Глава 10. Что доктор прописал
Упирался только Билли, а остальные сотрудники станции Хаддерсфилд с удовольствием делали несколько кругов по станции в компании с Феликс. А скоро стало можно и отпускать ее с поводка.
Железнодорожники не боялись так делать потому, что бдительно присматривали за ней, как родители – или как телохранители, раз уж она теперь выглядела как миллионерша. Гарет часто выходил с Феликс на прогулку, и если она приближалась к краю платформы номер 1, аккуратно отгонял ее от желтой линии и не позволял подвергать себя риску. Надо сказать, что Феликс и не проявляла желания заглянуть в пропасть. Она держалась на почтительном расстоянии от края, и вообще редко отходила далеко. Большую часть времени она проводила около велосипедных стоек.
С ее точки зрения, они были расположены прекрасно: если ее что-нибудь пугало, оттуда можно было в одно мгновение добежать до двери. Феликс мчалась домой, когда слышала, что подходит поезд – рев, а потом визг тормозов по-прежнему вызывали у нее страх, хотя остановившихся поездов она давно перестала бояться. Часто она спасалась в бюро находок, куда вела соседняя дверь. Там добрая Анжела Данн брала ее на руки и гладила, пока поезд не уйдет. Тогда Феликс, осмелев, решалась снова выбраться на велосипедную парковку. Ей нравилось сидеть там и наблюдать за окружающим миром, и теперь она чувствовала, что не упускает ничего: можно спать или играть в помещении, а можно гулять с заботливым спутником.

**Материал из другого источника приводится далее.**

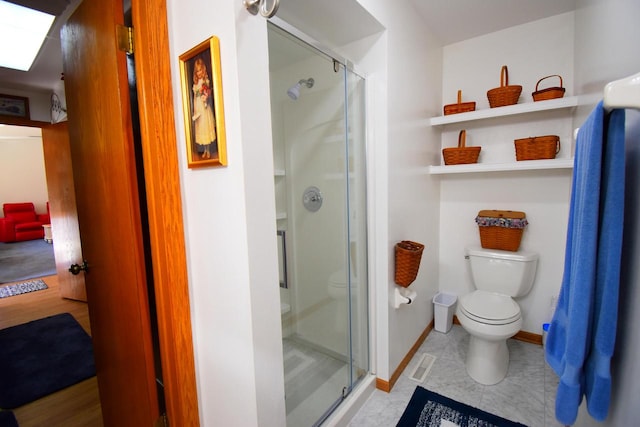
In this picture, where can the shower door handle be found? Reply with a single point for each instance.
(312, 199)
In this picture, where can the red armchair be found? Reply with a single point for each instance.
(21, 222)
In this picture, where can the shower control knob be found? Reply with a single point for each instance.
(312, 199)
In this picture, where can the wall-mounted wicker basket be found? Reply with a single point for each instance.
(550, 92)
(461, 154)
(501, 229)
(537, 147)
(460, 107)
(505, 94)
(408, 255)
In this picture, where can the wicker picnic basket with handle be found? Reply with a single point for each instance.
(537, 147)
(505, 94)
(501, 229)
(550, 92)
(461, 154)
(408, 255)
(460, 107)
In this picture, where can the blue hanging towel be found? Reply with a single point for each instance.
(581, 336)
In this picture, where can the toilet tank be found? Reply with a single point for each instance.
(505, 272)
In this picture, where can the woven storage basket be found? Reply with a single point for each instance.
(461, 154)
(460, 107)
(408, 256)
(550, 92)
(505, 94)
(501, 229)
(537, 147)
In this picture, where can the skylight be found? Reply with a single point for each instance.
(23, 31)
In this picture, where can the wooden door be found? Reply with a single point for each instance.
(109, 214)
(62, 205)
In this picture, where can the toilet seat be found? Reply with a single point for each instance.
(489, 308)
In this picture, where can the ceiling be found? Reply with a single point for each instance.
(450, 20)
(455, 20)
(47, 68)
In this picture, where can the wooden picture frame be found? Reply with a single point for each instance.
(14, 106)
(201, 78)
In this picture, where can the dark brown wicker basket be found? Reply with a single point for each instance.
(550, 92)
(408, 255)
(505, 94)
(503, 238)
(461, 154)
(460, 107)
(537, 147)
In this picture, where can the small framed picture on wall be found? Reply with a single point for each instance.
(14, 106)
(200, 75)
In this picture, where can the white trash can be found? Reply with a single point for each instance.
(443, 309)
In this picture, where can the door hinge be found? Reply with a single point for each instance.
(125, 38)
(163, 421)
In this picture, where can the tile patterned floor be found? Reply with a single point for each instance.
(526, 395)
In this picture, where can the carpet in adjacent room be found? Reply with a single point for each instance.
(22, 288)
(41, 357)
(26, 260)
(429, 409)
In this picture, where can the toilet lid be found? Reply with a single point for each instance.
(489, 307)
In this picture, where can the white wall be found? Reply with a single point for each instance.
(531, 51)
(230, 212)
(405, 64)
(604, 29)
(23, 176)
(230, 226)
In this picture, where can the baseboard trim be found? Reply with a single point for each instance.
(524, 336)
(386, 386)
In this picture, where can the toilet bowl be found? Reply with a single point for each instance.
(490, 314)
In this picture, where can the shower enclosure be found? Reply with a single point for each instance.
(318, 122)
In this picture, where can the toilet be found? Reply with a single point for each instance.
(490, 314)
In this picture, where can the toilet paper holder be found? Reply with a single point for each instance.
(403, 296)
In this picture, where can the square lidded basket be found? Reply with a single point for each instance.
(501, 229)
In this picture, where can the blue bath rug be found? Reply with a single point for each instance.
(22, 288)
(41, 357)
(7, 419)
(428, 409)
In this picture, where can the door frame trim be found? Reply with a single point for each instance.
(164, 203)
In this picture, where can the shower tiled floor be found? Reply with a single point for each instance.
(526, 395)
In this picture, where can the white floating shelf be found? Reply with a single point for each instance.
(529, 107)
(503, 167)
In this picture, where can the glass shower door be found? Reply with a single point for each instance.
(319, 159)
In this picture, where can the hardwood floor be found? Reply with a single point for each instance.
(75, 406)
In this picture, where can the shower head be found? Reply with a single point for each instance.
(294, 91)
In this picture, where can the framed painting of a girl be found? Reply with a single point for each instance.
(203, 105)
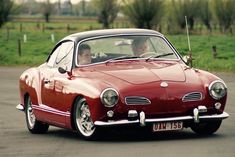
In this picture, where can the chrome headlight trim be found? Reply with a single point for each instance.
(210, 89)
(102, 96)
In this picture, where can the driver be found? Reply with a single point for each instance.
(84, 54)
(139, 46)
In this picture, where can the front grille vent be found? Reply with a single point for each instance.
(194, 96)
(136, 100)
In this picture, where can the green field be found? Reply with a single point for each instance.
(39, 45)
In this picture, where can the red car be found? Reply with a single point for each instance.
(115, 77)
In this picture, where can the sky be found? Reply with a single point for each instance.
(52, 1)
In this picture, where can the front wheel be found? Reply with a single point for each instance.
(34, 126)
(206, 128)
(82, 119)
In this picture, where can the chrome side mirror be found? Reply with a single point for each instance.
(186, 59)
(62, 70)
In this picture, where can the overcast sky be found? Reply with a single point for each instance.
(52, 1)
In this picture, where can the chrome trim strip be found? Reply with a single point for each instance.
(50, 110)
(20, 107)
(182, 118)
(126, 34)
(137, 97)
(190, 94)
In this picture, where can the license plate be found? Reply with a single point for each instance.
(167, 126)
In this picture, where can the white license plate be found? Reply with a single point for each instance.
(167, 126)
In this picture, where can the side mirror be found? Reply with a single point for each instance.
(62, 70)
(186, 59)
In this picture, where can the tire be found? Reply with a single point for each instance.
(206, 128)
(82, 120)
(33, 125)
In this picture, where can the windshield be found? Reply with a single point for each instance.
(123, 47)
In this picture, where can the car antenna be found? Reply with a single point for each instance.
(190, 59)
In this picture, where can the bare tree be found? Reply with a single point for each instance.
(5, 9)
(225, 13)
(47, 10)
(182, 8)
(107, 11)
(144, 13)
(205, 14)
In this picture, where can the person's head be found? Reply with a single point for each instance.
(139, 46)
(84, 54)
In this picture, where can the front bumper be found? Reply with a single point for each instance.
(142, 120)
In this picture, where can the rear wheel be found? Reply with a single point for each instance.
(206, 128)
(82, 119)
(34, 126)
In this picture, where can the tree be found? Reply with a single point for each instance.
(182, 8)
(225, 13)
(144, 13)
(107, 11)
(47, 10)
(5, 9)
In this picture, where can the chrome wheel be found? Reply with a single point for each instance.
(31, 117)
(84, 122)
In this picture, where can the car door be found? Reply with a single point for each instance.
(52, 83)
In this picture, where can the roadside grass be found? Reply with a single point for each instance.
(39, 45)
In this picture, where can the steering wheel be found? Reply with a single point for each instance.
(147, 54)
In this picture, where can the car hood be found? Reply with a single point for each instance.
(136, 73)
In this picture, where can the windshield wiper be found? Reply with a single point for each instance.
(121, 58)
(159, 56)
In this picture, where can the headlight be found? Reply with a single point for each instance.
(109, 97)
(217, 89)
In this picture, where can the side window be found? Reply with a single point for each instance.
(62, 56)
(52, 58)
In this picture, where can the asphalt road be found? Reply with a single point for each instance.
(15, 140)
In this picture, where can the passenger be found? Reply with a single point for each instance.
(84, 54)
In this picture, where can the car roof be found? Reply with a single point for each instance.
(109, 32)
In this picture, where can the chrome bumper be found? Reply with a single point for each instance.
(155, 120)
(20, 107)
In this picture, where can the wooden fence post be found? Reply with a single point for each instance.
(21, 27)
(19, 47)
(8, 33)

Все возились с ней, как с ребенком, но саму ее решили уберечь от забот материнства. В середине сентября Феликс исполнилось четыре месяца, и ее снова отвезли к ветеринару, чтобы стерилизовать и чипировать.
– Как ты себя чувствуешь, Феликс? – спросил у четвероногой приятельницы Гарет Хоуп.
Феликс мрачно посмотрела на него зелеными глазами. Потом повернула голову и вдруг перестала его видеть – после операции на нее надели воротник, и обзор у нее теперь был невелик. Феликс терпеть не могла этот воротник. Подняв лапку в белой перчатке, она в очередной раз попыталась сорвать воротник.
Довольно часто ей это удавалось. Белый воротник должен был крепиться к ее ошейнику со стразами, но Феликс ловко приспособилась одной лапой стаскивать ошейник с головы, так что и из воротника научилась выбираться. Тем более, она еще не выросла, и даже рассчитанный на котенка воротник оказался для нее великоват. Следить, чтобы она его не сняла и не добралась до швов, было сущим наказанием.
– Не лезь к ней, приятель, – сказал Билли, который тоже был в комнате. – Пусть посидит в тишине, ей просто нужно оклематься.
Вид у кошки, про которую Билли когда-то говорил, что она хороша, был сейчас очень жалкий. Швы от операции еще не зажили, в ее густой шубе ветеринар выстриг и выбрил здоровенную проплешину на боку. При такой длинной шерсти это место еще долго оставалось заметным, даже когда снова заросло мехом. Феликс больше всего расстраивалась из-за ущерба, нанесенного ее модельной внешности.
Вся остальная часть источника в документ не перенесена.